Related article: When To Take Liposomal Vitamin C Supplements?


As you’ve learned in this article, the best forms of vitamin C for skin care are lipid-based formulations since they help improve absorption. Try using a topical formulation along with our Liposomal Vitamin C for optimal skin health. In addition, eating vitamin C-rich foods, drinking enough water, avoiding smoking and alcohol, and using sunscreen when you go out may offer comprehensive protection for your skin!   


(1) Davis JL, Paris HL, Beals JW, et al. Liposomal-encapsulated Ascorbic Acid: Influence on Vitamin C Bioavailability and Capacity to Protect Against Ischemia-Reperfusion Injury. Nutr Metab Insights. 2016;9:25-30. Published 2016 Jun 20. doi:10.4137/NMI.S39764

(2)Vitamin C Prevents Ultraviolet-induced Pigmentation in Healthy Volunteers: Bayesian Meta-analysis Results from 31 Randomized Controlled versus Vehicle Clinical Studies, Romain De Dormael, Philippe Bastien et al. J Clin Aesthet Dermatol. 2019 Feb; 12(2): E53–E59.

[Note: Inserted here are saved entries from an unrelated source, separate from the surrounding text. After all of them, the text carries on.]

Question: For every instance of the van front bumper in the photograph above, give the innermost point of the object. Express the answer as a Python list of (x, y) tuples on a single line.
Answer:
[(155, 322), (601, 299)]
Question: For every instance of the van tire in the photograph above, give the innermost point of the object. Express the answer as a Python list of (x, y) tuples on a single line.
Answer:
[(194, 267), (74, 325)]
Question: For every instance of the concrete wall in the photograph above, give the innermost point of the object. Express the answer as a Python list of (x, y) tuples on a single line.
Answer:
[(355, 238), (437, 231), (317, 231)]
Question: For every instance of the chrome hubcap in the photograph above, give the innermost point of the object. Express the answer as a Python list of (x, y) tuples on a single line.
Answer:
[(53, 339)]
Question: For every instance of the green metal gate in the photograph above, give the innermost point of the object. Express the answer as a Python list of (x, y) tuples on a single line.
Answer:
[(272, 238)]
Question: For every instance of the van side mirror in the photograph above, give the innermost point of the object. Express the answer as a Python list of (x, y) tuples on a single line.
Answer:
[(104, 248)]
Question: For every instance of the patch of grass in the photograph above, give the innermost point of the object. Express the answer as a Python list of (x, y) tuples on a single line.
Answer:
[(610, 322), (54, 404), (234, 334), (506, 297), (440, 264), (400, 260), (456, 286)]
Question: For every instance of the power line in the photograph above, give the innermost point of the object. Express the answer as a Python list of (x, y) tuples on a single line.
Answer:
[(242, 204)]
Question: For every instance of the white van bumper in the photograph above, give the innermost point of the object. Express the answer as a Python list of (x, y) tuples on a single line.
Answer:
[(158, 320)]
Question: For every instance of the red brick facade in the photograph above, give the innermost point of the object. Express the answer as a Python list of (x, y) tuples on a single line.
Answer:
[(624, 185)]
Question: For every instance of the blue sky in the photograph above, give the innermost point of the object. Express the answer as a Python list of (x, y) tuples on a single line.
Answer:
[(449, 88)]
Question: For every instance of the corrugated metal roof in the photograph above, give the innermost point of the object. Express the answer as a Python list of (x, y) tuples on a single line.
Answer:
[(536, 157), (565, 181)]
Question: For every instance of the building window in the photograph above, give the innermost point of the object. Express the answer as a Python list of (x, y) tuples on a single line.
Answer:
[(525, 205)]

(3) Choi FD, Sung CT, Juhasz ML, Mesinkovsk NA. Oral Collagen Supplementation: A Systematic Review of Dermatological Applications. J Drugs Dermatol. 2019;18(1):9-16.

(4) Farris PK. Topical vitamin C: a useful agent for treating photoaging and other dermatologic conditions. Dermatol Surg. 2005;31(7 Pt 2):814-818. doi:10.1111/j.1524-4725.2005.31725

(5) Natural and Sun-Induced Aging of Human Skin, Laure Rittié and Gary J. Fisher, Cold Spring Harb Perspect Med. 2015 Jan; 5(1): a015370.

(6) S. Albrecht and others, Skin type differences in solar‐simulated radiation‐induced oxidative stress, British Journal of Dermatology, Volume 180, Issue 3, 1 March 2019, Pages 597–603

(7) The Roles of Vitamin C in Skin Health Juliet M. Pullar, Anitra C. Carr, and Margreet C. M. Vissers, Nutrients. 2017 Aug; 9(8): 866.

(8) The Roles of Vitamin C in Skin Health Juliet M. Pullar, Anitra C. Carr, and Margreet C. M. Vissers, Nutrients. 2017 Aug; 9(8): 866. Published online 2017 Aug 12.

(9) The Roles of Vitamin C in Skin Health Juliet M. Pullar, Anitra C. Carr, and Margreet C. M. Vissers, Nutrients. 2017 Aug; 9(8): 866. Published online 2017 Aug 12.